A form of the well-known protein, p53, appears to promote brain nerve fibre regeneration in a mouse model. Simone Di Giovanni and colleagues, publishing in the EMBO Journal, believe this could encourage new routes in the search for treatments for disorders such as spinal cord injury, brain trauma or possibly Alzheimer's and Parkinson's.
Since its discovery in 1979, mutations in the tumour suppressor protein, p53, have been described in a huge variety of human malignancies. In intact cells, p53 senses damage and controls the general fate of the cell in response to these environmental inputs. It is this special function that researchers all over the world try to restore in the quest to cure cancer.

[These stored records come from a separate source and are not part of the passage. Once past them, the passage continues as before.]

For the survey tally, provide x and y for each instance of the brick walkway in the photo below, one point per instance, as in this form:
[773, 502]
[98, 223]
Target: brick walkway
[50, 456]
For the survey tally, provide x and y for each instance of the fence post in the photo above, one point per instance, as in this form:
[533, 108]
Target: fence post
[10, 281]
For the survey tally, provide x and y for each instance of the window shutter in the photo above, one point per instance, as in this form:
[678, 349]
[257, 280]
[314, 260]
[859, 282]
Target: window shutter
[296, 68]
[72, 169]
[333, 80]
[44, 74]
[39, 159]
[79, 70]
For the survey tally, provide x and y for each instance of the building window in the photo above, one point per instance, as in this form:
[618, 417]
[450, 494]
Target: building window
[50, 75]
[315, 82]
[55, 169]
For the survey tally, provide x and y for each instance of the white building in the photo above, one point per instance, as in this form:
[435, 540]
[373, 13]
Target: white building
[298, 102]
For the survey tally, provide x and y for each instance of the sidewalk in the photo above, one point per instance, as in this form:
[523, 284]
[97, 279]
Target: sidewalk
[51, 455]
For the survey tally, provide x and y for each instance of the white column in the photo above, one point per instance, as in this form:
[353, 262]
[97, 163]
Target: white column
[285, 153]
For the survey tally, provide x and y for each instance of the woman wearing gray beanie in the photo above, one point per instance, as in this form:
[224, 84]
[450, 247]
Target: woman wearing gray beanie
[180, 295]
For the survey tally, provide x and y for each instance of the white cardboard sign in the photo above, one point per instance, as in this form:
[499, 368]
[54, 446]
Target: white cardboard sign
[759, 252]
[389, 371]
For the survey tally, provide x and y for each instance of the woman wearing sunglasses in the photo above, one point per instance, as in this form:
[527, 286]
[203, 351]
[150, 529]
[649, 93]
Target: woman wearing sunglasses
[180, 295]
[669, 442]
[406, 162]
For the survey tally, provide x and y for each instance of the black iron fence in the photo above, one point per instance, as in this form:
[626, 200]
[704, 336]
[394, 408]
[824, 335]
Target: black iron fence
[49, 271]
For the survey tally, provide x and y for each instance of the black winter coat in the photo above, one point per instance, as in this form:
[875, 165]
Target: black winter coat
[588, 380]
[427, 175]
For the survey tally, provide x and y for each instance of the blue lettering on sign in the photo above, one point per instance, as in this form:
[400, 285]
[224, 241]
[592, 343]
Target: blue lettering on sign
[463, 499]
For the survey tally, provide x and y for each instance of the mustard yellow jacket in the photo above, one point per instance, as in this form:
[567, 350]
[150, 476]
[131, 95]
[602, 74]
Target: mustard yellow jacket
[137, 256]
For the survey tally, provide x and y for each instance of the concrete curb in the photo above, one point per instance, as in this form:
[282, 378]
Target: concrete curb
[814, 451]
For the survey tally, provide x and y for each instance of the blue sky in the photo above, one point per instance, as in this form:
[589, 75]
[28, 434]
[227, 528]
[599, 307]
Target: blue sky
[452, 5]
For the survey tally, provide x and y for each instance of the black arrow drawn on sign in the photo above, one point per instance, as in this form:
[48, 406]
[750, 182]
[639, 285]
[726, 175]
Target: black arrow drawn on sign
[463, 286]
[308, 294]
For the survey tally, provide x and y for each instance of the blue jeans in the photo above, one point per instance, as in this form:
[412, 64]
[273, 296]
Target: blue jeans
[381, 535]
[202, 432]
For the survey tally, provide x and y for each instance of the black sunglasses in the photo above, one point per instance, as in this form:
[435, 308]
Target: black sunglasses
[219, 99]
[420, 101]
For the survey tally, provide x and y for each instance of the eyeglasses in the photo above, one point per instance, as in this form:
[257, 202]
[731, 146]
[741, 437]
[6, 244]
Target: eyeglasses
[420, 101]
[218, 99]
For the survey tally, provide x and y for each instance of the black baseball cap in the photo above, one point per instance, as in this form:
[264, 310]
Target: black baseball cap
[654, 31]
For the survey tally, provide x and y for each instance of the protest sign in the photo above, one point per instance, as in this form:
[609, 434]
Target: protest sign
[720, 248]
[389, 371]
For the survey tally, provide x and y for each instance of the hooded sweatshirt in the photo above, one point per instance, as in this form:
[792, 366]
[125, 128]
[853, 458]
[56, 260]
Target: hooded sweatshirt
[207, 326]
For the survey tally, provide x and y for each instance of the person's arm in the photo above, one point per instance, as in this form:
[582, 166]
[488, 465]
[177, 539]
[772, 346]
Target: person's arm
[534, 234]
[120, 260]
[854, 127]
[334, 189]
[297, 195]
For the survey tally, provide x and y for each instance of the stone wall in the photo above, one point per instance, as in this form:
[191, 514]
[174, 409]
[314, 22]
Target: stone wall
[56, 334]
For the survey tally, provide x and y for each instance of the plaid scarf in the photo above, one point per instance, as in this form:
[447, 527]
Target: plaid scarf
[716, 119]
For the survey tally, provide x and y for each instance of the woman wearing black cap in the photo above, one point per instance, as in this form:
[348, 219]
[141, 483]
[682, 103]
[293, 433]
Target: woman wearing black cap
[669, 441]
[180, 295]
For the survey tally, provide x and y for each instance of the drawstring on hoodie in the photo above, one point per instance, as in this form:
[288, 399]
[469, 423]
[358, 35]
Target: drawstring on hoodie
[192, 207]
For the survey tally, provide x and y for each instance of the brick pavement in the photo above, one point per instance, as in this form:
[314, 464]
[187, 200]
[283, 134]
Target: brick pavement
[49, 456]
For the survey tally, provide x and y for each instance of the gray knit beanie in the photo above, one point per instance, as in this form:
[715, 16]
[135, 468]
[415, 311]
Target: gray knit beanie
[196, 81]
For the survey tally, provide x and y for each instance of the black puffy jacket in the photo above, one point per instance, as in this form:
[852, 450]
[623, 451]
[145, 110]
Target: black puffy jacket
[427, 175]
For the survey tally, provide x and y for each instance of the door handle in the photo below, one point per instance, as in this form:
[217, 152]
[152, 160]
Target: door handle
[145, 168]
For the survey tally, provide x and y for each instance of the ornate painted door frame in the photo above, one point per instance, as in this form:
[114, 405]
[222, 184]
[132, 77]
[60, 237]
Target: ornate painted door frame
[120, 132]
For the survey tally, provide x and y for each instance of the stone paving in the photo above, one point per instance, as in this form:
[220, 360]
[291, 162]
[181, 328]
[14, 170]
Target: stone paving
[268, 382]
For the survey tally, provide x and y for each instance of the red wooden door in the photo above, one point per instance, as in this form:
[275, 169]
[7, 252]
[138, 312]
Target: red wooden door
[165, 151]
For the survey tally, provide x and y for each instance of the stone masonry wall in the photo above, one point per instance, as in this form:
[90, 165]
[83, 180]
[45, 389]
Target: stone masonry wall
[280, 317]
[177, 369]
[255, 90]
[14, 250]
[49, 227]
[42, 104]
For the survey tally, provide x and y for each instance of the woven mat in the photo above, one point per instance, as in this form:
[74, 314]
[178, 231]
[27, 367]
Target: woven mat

Searching for the regulatory mechanisms of proteins known to be crucial for regeneration and recovery of cells within the brain, the team identified control regions, which could be recognised by p53. They then showed that p53 does indeed bind to these control elements and regulate the activity of corresponding proteins, thereby contributing to nerve cell outgrowth and axonal, or nerve fibre regeneration. They report, however, that only a specific form, namely lysine 320-acetylated p53, was able to exert this function.
Important information is still missing, for instance, how is this particular modification of p53 induced, or which of the known p53 modifying enzymes is employed here? The news does, however, open unexpected directions for possible therapeutic interventions after peripheral or central nervous system injuries.